DroidMorph Shows Popular Android Antivirus Fail to Detect Cloned Malicious Apps
A new research published by a group of academics has found that anti-virus programs for Android continue to remain vulnerable against different permutations of malware, in what could pose a serious risk as malicious actors evolve their toolsets to better evade analysis.
“Malware writers use stealthy mutations (morphing/obfuscations) to continuously develop malware clones, thwarting detection by signature based detectors,” the researchers said. “This attack of clones seriously threatens all the mobile platforms, especially Android.”
The findings were published in a study last week by researchers from Adana Science and Technology University, Turkey, and the National University of Science and Technology, Islamabad, Pakistan.
Unlike iOS, apps can be downloaded from third-party sources on Android devices, raising the possibility that unwitting users can install unverified and lookalike apps that clone a legitimate app’s functionality but are built to trick targets into downloading apps laced with fraudulent code that are capable of stealing sensitive information.

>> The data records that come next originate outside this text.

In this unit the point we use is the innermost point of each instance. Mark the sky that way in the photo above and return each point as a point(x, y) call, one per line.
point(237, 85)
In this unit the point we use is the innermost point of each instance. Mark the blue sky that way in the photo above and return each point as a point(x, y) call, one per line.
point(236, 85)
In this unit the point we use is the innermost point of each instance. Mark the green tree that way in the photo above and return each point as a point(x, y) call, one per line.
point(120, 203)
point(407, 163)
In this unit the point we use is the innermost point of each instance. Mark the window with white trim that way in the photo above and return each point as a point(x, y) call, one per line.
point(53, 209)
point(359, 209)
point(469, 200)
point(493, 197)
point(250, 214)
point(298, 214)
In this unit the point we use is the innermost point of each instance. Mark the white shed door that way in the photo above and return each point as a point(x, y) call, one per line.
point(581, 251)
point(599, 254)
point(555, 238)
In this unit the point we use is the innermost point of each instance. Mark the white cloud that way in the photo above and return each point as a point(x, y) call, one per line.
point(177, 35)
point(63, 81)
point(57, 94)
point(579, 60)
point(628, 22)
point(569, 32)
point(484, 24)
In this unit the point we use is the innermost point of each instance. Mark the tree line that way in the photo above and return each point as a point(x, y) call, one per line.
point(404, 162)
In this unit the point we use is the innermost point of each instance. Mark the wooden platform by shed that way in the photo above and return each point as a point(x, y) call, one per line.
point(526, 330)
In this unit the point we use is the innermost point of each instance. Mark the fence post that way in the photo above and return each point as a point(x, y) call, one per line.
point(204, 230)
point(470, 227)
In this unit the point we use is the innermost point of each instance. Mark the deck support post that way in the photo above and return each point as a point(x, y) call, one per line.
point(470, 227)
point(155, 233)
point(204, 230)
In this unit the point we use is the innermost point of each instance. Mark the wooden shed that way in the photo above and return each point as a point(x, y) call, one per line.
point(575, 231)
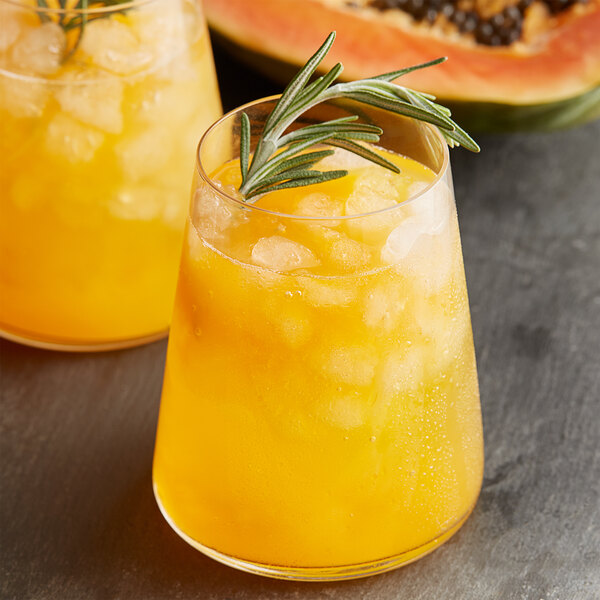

What’s more, malware authors can expand on this technique to develop multiple clones of the rogue software with varying levels of abstraction and obfuscation to disguise their true intent and slip through the defense barriers created by anti-malware engines.
To test and evaluate the resilience of commercially available anti-malware products against this attack, the researchers developed a tool called DroidMorph, which allows Android applications (APKs) to be “morphed” by decompiling the files to an intermediate form that’s then modified and compiled to create clones, both benign and malware.
Morphing could be at different levels, the researchers noted, such as those that involve changing the class and method names in the source code or something non-trivial that could alter the execution flow of the program, including the call graph and the control-flow graph.
In a test conducted using 1,771 morphed APK variants generated through DroidMorph, the researchers found that 8 out of 17 leading commercial anti-malware programs failed to detect any of the cloned applications, with an average detection rate of 51.4% for class morphing, 58.8% for method morphing, and 54.1% for body morphing observed across all programs.
The anti-malware programs that were successfully bypassed include LineSecurity, MaxSecurity, DUSecurityLabs, AntivirusPro, 360Security, SecuritySystems, GoSecurity, and LAAntivirusLab.
As future work, the researchers outlined that they intend to add more obfuscations at different levels as well as enable morphing of metadata information such as permissions that are embedded in an APK file with an aim to bring down the detection rates.